幽門側胃切除後の食道癌に対する残胃温存再建法の検討

[演者] 田中 晃司:1
[著者] 山崎 誠:1, 牧野 知紀:1, 宮崎 安弘:1, 高橋 剛:1, 黒川 幸典:1, 中島 清一:1, 瀧口 修司:1, 森 正樹:1, 土岐 祐一郎:1
1:大阪大学医学部附属病院 消化器外科

背景:
胃切除術の既往のある食道癌患者に対する手術では,残胃を全摘し,空腸ないし結腸による再建を行うことが一般的である.残胃全摘は癒着剥離等を要することがあり,侵襲を伴う.また,グレリンの低下や栄養状態悪化などが懸念される.
目的:
①残胃温存の可能性についてその妥当性の検証,②残胃温存術式の安全性,有効性についての検討
方法と結果:
①2000年~2014年に当科で施行した胃切除の既往のある食道切除残胃全摘手術例における,胃大彎側リンパ節への転移・再発頻度と生存率を22例(胃切除の対象疾患は胃癌12例,胃十二指腸潰瘍10例を対照に調査した.#4/#10/#11dリンパ節への転移・再発は認めず,残胃を温存し,これらリンパ節郭清を省略できる可能性が示唆された.②2015年以降,残胃を温存する再建法として,8例でdouble tract再建(DT)を行った.本法では,有茎空腸を皮下経路で挙上し,空腸残胃の側々吻合,その下流にY脚吻合を行っている.
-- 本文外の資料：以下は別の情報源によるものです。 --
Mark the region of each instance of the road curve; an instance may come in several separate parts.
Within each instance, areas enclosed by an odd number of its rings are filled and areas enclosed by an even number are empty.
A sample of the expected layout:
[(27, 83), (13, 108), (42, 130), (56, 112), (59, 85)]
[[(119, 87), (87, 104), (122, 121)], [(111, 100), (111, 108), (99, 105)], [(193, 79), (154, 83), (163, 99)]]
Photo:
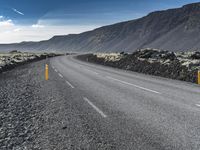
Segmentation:
[(199, 93), (74, 56), (30, 63), (0, 74), (0, 149), (199, 150)]
[(50, 66), (76, 95), (71, 107), (84, 116), (87, 136), (101, 143), (89, 142), (84, 148), (200, 149), (198, 85), (82, 62), (74, 56), (53, 58)]

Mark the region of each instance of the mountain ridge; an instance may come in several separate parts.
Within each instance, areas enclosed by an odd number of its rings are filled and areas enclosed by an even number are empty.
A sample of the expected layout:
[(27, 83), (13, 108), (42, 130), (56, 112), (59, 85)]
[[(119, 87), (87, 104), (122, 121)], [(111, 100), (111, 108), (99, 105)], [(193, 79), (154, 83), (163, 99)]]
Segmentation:
[(0, 50), (131, 52), (141, 48), (170, 51), (200, 49), (200, 3), (151, 12), (135, 20), (39, 42), (0, 44)]

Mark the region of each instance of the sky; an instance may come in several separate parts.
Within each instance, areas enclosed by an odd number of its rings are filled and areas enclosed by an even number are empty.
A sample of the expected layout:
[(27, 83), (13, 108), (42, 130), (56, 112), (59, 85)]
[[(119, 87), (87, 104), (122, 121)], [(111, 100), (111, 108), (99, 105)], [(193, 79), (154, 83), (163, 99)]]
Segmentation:
[(0, 43), (47, 40), (198, 0), (0, 0)]

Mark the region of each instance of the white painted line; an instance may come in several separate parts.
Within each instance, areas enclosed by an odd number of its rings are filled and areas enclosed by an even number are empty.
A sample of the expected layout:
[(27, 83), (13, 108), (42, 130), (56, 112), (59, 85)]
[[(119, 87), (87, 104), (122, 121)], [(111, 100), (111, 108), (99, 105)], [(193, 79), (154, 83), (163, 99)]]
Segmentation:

2011年から2016年までに胃切除術の既往のある食道癌患者で,残胃全摘有茎空腸RY再建(RY)を行った11例を対照に,比較検討を行った.
平均手術時間はDT/RY:696分/635分,平均出血量は735/965mlであった.Clavien-Dindo分類Grade3以上の術後合併症はDT/RYで6/2例であった.DT/RYの術後1,3,6ヶ月の体重は,術前の93.2/90.2%, 88.8/88.5%, 92.7/88.3%,血清アルブミン値は,術前の94.9/86.7%, 99.4/100.4%, 109.7/87.9%,Prognostic Nutritional Index (PNI)は,38.4/39.0, 43.8/34.5, 45.4/36.6であった.
結語:
胃切除既往のある患者に対する食道癌手術での残胃温存おいて,腫瘍学的妥当性と栄養学的有用性が示唆された.
今後も症例を重ねて,体重や栄養学的指標の推移,QOL評価,血中グレリン濃度の推移の観点から,長期的outcomeについて評価を行っていきたい.